March 19—Morning Devotion
“Oh that I knew where I might find him, that I might come even to his seat! I would order my cause before him, and fill my mouth with arguments. Will he plead against me with his great power? No; but he would put strength in me.”—Job 23:3,4,6
My soul, are these thy breathings? Dost thou really long, and, like David, even pant, to come before the throne of grace? Art thou at a loss how to come, how to draw nigh? Wouldest thou fill thy mouth with argumerits, and have thy cause so ordered as to be sure not to fail? Look to Jesus! Seek from him the leadings of the Spirit; and while thine eye is steadily fixed on thy great High Priest within the vail, still wearing a vesture dipped in blood, see to it that thy one great plea is, for a perfect and complete justification before God and thy Father, upon the sole footing of righteousness. Yes, my soul, plead earnestly, heartily, steadily; and, like Jacob, wrestling with God, upon the sole footing of righteousness: Wouldest thou fear on this ground? Yes, thou wouldest have cause enough to fear and tremble, if thy plea was with the least reference to any righteousness of thine. But, my soul, remember it is Jesus’s righteousness, and his only, with which, like Job, thy mouth must be filled with arguments. This is the strength thy God and Father will put in thee: and it is a strength of Jehovah’s founded in his justice. As a poor guilty sinner, thou couldest have nothing to plead but free grace and rich mercy. But when thou comest in Jesus, thy Surety’s righteousness, thou mayest appeal, and art expected so to do, to God’s holiness and his justice also. Oh, how sweet the assurance, how unanswerable the plea, how secure the event! Jesus hath fulfilled the law – Jesus hath paid the penalty of justice; and God hath promised to pardon and bless his seed, his redeemed in him. Hence, the apostle Paul, in the contemplation of death and judgment, while looking at his everlasting security in Jesus, cries out, “Henceforth there is laid up for me a crown of righteousness, which the Lord, the righteous Judge, shall give me at that day; and not to me only, but unto all them that love his appearing. “Behold then, my soul, thy vast privilege; and when, like Job, thou art desiring to approach a throne of grace now, or looking forward to a throne of judgment hereafter- never, never for a moment forget that this is the way, and the only way, (for a blessed sure way it is,) maintaining communion with God in Christ. Thy God, thy Father, will not plead against a righteousness of his own appointing; but he will put Jesus, his strength, in thee. Hallelujah!
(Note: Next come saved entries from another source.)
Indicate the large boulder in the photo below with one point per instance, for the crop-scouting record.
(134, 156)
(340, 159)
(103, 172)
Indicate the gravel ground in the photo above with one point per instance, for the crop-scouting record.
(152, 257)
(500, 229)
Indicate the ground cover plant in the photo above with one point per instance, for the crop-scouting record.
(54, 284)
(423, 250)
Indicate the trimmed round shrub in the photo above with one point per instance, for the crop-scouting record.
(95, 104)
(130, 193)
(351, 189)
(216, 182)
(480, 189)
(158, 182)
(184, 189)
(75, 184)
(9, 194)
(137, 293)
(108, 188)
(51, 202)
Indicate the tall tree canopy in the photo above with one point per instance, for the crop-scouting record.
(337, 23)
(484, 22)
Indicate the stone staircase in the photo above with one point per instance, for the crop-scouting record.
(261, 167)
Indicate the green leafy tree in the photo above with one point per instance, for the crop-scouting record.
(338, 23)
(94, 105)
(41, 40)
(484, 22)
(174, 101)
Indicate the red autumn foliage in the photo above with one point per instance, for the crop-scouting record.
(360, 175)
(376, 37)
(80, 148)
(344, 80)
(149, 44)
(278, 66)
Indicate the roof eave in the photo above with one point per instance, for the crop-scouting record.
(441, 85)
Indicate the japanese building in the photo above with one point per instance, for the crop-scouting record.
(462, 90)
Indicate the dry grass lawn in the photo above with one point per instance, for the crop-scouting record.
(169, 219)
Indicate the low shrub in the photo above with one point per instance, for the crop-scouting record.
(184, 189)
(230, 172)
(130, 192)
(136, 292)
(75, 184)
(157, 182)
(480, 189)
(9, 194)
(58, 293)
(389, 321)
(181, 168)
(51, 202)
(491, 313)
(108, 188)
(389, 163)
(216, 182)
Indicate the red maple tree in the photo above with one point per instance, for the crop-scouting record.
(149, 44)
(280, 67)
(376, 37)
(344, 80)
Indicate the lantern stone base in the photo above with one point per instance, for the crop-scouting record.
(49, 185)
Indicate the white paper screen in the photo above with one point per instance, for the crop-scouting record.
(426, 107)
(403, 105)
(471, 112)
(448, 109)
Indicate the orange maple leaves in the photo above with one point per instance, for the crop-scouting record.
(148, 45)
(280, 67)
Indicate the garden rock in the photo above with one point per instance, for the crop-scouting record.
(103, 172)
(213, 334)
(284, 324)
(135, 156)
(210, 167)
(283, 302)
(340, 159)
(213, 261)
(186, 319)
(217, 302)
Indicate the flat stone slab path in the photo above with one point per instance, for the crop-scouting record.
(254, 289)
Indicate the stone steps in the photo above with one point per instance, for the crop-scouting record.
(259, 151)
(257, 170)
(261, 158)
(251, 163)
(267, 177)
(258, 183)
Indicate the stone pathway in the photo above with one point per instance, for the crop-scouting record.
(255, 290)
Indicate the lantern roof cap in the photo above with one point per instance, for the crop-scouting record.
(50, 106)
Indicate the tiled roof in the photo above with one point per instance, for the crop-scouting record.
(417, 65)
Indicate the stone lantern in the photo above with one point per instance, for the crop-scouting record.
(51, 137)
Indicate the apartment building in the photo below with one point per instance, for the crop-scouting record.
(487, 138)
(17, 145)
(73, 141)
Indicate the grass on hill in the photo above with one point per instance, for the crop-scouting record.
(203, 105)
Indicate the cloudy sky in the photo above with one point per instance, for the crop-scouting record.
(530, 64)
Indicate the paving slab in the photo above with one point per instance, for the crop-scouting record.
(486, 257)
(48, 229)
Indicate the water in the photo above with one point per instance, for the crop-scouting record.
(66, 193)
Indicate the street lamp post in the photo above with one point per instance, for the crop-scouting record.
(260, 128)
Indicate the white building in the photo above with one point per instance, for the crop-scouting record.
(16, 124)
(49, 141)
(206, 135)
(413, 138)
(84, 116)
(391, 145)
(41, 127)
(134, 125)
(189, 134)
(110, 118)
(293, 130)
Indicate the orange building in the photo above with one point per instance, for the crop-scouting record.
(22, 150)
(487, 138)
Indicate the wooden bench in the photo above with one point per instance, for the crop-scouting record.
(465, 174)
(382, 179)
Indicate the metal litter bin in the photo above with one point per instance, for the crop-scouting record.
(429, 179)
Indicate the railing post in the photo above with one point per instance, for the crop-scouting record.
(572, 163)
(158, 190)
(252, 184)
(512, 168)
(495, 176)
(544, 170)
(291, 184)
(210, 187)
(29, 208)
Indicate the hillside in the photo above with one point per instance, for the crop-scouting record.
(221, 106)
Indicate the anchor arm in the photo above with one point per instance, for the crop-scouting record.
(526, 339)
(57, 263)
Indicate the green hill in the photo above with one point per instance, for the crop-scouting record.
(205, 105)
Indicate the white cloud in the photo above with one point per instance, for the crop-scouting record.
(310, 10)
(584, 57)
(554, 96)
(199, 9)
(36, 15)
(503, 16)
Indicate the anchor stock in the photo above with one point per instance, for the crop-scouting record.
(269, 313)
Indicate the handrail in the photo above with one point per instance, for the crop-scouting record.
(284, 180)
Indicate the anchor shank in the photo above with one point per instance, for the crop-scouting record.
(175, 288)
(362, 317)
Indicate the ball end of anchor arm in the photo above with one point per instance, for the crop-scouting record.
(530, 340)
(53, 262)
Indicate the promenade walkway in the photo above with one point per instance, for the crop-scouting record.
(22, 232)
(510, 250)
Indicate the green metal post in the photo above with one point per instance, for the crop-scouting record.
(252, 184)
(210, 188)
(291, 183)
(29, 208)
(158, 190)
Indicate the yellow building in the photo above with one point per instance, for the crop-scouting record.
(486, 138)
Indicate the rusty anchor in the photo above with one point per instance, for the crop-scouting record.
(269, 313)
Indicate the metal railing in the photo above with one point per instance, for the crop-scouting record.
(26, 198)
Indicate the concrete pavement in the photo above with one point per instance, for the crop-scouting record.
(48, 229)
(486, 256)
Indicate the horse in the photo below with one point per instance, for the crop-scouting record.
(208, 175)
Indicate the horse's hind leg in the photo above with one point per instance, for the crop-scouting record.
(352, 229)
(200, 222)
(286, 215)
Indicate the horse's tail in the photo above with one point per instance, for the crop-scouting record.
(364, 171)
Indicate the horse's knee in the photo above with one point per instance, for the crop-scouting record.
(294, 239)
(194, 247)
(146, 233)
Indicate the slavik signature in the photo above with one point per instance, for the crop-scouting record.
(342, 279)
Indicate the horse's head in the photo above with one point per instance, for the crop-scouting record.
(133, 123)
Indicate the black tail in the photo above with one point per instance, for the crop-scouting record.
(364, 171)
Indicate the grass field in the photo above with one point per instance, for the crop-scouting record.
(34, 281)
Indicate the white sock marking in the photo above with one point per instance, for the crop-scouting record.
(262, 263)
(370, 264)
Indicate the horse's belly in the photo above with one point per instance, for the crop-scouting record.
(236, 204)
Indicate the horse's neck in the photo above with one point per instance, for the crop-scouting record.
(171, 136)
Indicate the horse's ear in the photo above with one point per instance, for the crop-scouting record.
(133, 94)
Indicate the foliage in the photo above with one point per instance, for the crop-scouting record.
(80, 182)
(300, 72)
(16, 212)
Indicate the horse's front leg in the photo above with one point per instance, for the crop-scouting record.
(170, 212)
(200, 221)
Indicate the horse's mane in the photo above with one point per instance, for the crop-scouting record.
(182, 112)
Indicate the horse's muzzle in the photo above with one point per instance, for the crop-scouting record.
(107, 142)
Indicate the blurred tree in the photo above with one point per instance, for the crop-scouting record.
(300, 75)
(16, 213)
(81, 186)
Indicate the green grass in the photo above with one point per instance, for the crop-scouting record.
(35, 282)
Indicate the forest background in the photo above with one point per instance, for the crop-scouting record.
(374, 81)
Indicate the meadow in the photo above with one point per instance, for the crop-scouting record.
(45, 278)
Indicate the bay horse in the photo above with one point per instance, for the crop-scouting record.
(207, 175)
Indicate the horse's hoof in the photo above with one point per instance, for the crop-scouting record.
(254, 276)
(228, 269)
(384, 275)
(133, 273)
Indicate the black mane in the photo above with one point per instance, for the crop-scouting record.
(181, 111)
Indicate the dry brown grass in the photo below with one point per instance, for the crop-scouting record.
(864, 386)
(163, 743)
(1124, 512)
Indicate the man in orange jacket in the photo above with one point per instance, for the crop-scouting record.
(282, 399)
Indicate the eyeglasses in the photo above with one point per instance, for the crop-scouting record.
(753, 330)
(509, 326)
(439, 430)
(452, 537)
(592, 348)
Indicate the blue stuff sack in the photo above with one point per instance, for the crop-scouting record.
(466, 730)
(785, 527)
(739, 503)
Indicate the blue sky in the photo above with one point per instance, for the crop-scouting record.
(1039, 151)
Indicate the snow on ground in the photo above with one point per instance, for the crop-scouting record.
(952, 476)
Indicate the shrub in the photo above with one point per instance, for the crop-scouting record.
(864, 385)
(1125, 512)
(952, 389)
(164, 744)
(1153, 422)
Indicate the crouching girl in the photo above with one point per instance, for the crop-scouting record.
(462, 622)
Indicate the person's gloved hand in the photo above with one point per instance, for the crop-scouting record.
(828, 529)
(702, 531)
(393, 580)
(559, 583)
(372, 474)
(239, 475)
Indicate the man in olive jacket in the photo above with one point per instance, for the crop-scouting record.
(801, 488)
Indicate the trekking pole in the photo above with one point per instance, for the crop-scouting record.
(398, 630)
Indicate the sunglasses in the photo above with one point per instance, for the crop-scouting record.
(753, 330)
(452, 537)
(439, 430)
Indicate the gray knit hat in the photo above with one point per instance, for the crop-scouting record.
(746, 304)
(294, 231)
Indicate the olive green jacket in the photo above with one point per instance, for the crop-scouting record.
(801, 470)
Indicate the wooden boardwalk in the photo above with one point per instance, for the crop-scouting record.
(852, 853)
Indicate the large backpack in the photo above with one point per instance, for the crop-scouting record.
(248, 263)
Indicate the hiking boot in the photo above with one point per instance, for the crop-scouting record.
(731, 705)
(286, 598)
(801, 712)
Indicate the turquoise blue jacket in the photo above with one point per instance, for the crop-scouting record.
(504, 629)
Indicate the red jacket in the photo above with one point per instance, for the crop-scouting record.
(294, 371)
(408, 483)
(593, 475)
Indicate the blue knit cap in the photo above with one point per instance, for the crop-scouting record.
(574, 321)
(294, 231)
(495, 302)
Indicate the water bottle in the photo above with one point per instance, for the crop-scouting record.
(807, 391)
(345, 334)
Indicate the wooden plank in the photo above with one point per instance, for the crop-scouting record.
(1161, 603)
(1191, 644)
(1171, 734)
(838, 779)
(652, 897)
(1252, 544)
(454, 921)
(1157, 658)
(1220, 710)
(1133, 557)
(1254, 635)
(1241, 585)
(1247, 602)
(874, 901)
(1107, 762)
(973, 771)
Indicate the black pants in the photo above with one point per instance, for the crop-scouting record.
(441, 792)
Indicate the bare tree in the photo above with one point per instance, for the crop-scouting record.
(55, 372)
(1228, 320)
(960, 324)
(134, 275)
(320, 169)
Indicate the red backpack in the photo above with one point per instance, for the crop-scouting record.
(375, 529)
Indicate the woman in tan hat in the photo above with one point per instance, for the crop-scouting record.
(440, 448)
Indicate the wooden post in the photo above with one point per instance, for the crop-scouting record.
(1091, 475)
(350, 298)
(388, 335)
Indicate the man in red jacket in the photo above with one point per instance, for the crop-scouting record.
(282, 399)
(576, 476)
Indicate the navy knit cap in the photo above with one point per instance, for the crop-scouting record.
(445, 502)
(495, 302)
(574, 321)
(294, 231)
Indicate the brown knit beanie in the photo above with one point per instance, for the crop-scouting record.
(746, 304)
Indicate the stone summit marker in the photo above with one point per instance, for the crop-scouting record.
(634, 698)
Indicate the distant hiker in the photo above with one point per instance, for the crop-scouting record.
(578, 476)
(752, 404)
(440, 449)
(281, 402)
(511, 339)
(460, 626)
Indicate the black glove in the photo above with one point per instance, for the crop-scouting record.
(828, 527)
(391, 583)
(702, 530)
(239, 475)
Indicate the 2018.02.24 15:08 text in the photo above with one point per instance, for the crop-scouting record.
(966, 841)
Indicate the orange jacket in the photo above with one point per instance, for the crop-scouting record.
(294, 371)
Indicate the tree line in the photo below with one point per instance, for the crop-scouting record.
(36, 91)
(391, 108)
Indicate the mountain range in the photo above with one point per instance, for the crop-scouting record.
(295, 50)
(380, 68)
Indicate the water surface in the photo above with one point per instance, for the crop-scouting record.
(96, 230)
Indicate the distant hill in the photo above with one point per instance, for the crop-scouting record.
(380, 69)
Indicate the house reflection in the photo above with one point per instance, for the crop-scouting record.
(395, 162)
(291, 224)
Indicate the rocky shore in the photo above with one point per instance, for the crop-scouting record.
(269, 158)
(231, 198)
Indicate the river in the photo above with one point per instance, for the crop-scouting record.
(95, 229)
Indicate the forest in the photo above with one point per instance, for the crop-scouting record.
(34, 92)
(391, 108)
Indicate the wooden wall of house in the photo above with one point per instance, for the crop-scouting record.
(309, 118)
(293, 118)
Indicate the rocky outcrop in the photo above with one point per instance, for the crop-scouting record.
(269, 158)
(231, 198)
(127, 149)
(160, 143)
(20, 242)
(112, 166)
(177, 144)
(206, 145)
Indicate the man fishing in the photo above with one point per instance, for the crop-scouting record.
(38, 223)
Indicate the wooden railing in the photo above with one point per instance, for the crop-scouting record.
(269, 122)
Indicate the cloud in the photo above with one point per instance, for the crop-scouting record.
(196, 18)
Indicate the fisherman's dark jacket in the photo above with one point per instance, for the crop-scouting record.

Robert Hawker (1753-1827) was an Anglican (High-Calvinist) preacher who served as Vicar of Charles Church, Plymouth. John Hazelton wrote of him:
“The prominent features…in Robert Hawker's testimony…was the Person of Christ….Dr. Hawker delighted to speak of his Lord as "My most glorious Christ.” What anxious heart but finds at times in the perusal of the doctor's writings a measure of relief, a softening, and a mellowing? an almost imperceptible yet secret and constraining power in leading out of self and off from the misery and bondage of the flesh into a contemplation of the Person and preciousness of Christ as "the chiefest among ten thousand and the altogether lovely." Christ and Him crucified was emphatically the burden of his song and the keynote of his ministry. He preached his last sermon in Charles Church on March 18th, 1827, and on April 6th he died, after being six years curate and forty-three years vicar of the parish. On the last day of his life he repeated a part of Ephesians 1, from the 6th to the 12th verses, and as he proceeded he enlarged on the verses, but dwelt more fully on these words: "To the praise of His glory Who first trusted in Christ." He paused and asked, "Who first trusted in Christ?" And then made this answer: "It was God the Father Who first trusted in Christ."